ISIS sell Yazidi women for 'a packet of cigarettes'
Yazidi women enslaved by ISIS are being sold for as little as $10, according to an activist who has interviewed a number of those who have fled captivity.
Khider Domle told NBC news that women are often traded between militants a number of times, and used to demand ransom sums from their families. "Some are sold for weapons, or for just $10, or 10 cigarettes," he said.
A 23-year-old woman identified as Aveen (not her real name) told NBC news that she was abducted by ISIS fighters when her village in Iraq's Sinjar province was attacked in August 2014. Militants took girls as young as seven years old and held them in a school, from where they were taken to be raped and used as sex slaves.
Aveen escaped after nearly a year in captivity, and was beaten and raped numerous times.
Another Yazidi woman whose granddaughters are still being held by ISIS wept as she was interviewed. "I pray for this hell to end," she said.

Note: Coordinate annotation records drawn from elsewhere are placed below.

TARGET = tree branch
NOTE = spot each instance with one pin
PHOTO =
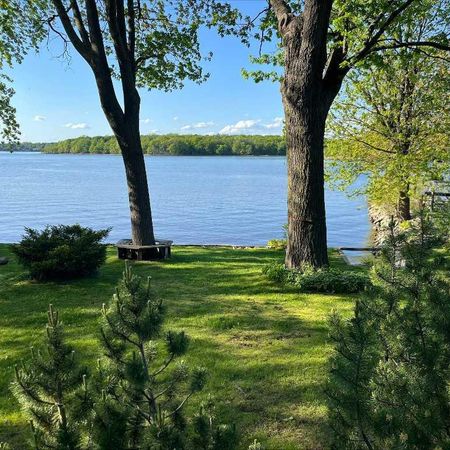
(79, 45)
(282, 12)
(372, 40)
(412, 44)
(79, 22)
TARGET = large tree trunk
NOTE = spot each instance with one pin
(138, 194)
(306, 102)
(404, 206)
(307, 234)
(126, 130)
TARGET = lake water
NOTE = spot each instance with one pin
(195, 200)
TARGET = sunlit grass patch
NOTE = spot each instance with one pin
(264, 345)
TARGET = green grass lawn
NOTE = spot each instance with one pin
(265, 346)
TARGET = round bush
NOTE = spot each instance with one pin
(61, 252)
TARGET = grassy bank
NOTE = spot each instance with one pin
(265, 346)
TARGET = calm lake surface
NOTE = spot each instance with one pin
(195, 200)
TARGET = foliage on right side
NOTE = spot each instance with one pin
(390, 372)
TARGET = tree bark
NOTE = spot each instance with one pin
(138, 194)
(404, 206)
(124, 122)
(306, 101)
(307, 234)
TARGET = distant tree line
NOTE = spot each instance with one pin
(175, 144)
(22, 147)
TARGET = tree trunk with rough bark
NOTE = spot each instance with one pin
(138, 194)
(404, 206)
(306, 100)
(86, 35)
(305, 127)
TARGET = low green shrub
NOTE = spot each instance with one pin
(61, 252)
(331, 280)
(322, 280)
(275, 272)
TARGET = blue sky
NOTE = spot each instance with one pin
(56, 99)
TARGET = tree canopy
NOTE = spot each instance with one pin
(20, 30)
(391, 121)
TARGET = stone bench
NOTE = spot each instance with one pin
(160, 250)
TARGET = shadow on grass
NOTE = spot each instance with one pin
(264, 345)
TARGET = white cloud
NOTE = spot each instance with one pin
(198, 125)
(276, 123)
(252, 126)
(77, 126)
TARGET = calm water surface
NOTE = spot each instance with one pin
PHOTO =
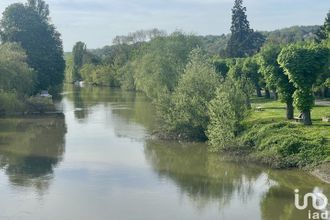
(96, 162)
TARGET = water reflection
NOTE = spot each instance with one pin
(129, 111)
(30, 148)
(202, 176)
(208, 178)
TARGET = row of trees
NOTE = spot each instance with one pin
(200, 96)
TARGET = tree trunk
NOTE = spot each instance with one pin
(258, 91)
(267, 94)
(289, 111)
(275, 95)
(326, 92)
(307, 117)
(248, 103)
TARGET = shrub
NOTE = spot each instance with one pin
(284, 145)
(39, 104)
(186, 109)
(226, 111)
(9, 103)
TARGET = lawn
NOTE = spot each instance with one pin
(274, 111)
(282, 143)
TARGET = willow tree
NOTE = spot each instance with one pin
(276, 77)
(29, 25)
(243, 40)
(303, 64)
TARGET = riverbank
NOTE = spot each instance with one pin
(271, 140)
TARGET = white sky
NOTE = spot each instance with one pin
(97, 22)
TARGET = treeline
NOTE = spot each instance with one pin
(31, 57)
(200, 95)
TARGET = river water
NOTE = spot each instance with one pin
(96, 162)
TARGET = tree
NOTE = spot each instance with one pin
(15, 74)
(324, 31)
(29, 26)
(243, 40)
(242, 80)
(78, 53)
(226, 112)
(303, 64)
(251, 70)
(276, 77)
(187, 112)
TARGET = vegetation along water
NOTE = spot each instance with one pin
(162, 125)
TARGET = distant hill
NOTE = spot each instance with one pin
(215, 44)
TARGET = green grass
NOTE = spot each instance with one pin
(284, 143)
(274, 111)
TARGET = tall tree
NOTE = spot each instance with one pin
(324, 31)
(78, 53)
(243, 40)
(28, 24)
(303, 64)
(275, 76)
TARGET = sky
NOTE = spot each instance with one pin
(97, 22)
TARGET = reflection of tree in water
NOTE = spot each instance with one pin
(200, 175)
(127, 107)
(30, 148)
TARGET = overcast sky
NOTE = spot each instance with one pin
(97, 22)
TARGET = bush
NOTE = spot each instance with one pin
(186, 111)
(226, 110)
(9, 103)
(284, 145)
(39, 105)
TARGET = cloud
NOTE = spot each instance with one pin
(98, 21)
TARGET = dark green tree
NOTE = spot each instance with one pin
(243, 40)
(221, 67)
(275, 76)
(78, 53)
(28, 24)
(303, 64)
(324, 31)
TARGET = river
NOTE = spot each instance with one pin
(96, 161)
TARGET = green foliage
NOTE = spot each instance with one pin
(251, 70)
(221, 66)
(284, 145)
(226, 111)
(9, 103)
(274, 74)
(291, 35)
(15, 74)
(39, 104)
(78, 53)
(29, 26)
(324, 32)
(303, 64)
(186, 111)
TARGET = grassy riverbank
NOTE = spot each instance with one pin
(270, 139)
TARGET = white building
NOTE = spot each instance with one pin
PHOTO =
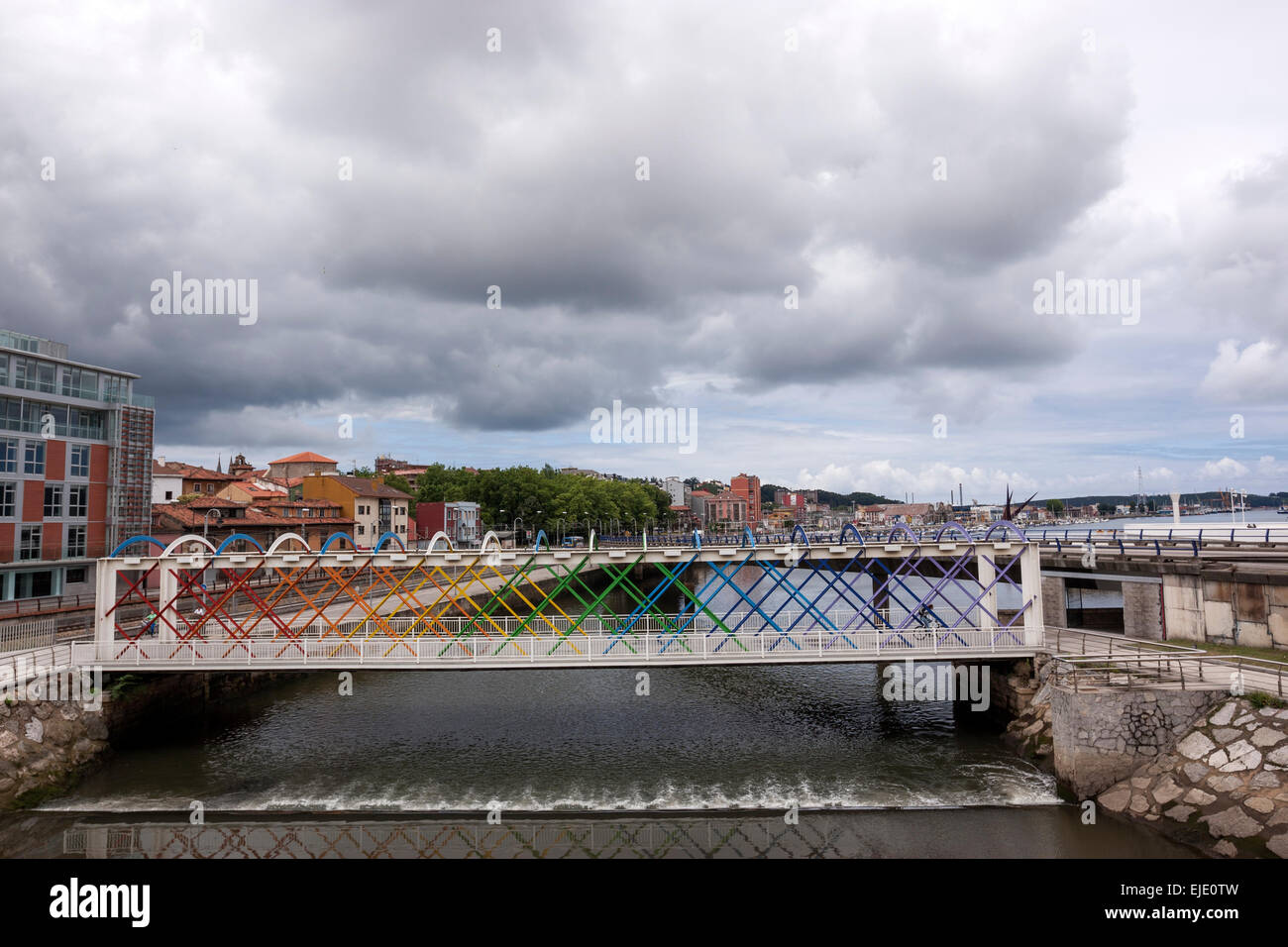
(675, 487)
(166, 486)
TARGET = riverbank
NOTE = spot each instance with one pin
(48, 748)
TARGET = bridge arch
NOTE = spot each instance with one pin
(1006, 525)
(287, 536)
(436, 538)
(239, 536)
(489, 535)
(953, 525)
(145, 539)
(335, 536)
(189, 538)
(905, 530)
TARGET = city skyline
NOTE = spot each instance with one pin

It is thought that around 2,000 Yazidi women are currently being held captive by jihadists. Earlier this year the UN said that ISIS may have committed genocide against the minority group, a claim which was later backed up by the US Holocaust Memorial Museum.
Yazidism is an offshoot of Zoroastrianism, which blends ancient religious traditions with both Christianity and Islam. ISIS believes them to be "devil-worshippers".
Harrowing accounts of treatment at the hands of ISIS militants have emerged from women who have managed to escape. A 22-year-old Yazidi told CNN in October that she was raped by 12 militants while in captivity, who believed that a woman would become Muslim if she was raped by at least ten men.
ISIS last year issued guidelines specifying how its followers were to treat their female slaves.
Dated October/November 2014, the Q&A leaflet detailed exactly how they may buy, sell and abuse "unbelieving" women – thought to mean all those who are not Sunni Muslims.
It clarified that "It is permissible to have intercourse with the female slave who hasn't reached puberty if she is fit for intercourse," and any female slave who attempts to run away is to be "reprimanded in a way that deters others like her from escaping".
There are also concerns regarding the way that women who have fled ISIS captivity are able to integrate back into their home communities. An Amnesty International report this year found that they often face stigmatisation, and struggle to find husbands, reportedly leading some doctors to perform operations to reverse the loss of virginity.